RNA distribution clustering

A collaboration with Marianne Bauer

T cells play an important role in our immune system. To be able to effectively clear tumors and viruses, T cells have to switch from resting to an activated state. This switch includes substantial remodeling of T cell’s transcriptome and proteome.

We previously used experimental data to build distribution profiles of RNAs among different ribosome-bound states, which are a proxy for RNA translation.
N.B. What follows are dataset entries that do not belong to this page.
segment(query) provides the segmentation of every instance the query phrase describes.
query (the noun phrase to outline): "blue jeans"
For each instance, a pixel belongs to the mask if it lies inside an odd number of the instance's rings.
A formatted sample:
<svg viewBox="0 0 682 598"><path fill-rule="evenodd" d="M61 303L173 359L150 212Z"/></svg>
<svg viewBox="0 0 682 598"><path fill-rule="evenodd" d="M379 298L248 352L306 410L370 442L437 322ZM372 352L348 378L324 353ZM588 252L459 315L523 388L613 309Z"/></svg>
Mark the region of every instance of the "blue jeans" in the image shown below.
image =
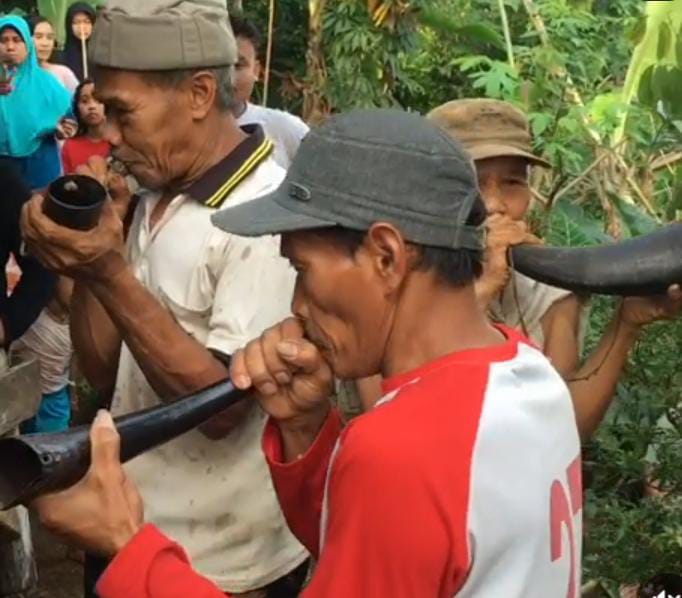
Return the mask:
<svg viewBox="0 0 682 598"><path fill-rule="evenodd" d="M69 387L43 395L38 413L21 424L22 434L64 432L71 421Z"/></svg>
By comparing distributions between resting and activated state of T cells, we can learn what happens to translation of certain RNA species when cells become activated.

In this project, we want to learn which types of distributions RNAs follow and how they change upon T cell activation. To this aim, we will cluster RNA distributions based on their shape. We will initially rely on the intuition that for each biologically meaningful cluster of RNA distributions, the clusters should be Gaussian distributed for each condition of T-cell activation. We will then cluster RNA translation profiles with a constraint of Gaussian distributions in each cluster. For comparison, we can use an information-theoretic clustering and k-means, and compare also to RNA clusters in the clustering found so far using the Pearson coefficient. In parallel, we will investigate what distributions fit best the currently found clusters, and variations over conditions.

Practically, this project involves you familiarizing yourself with data-analysis methods, including ones where we can make analytical progress. You will learn how to interpret your clusterings both through the data, as well as through a mathematical analysis of the clustering, that should be able help predict when different clustering methods yield different results.

Cover figure: Initial hierarchical clustering.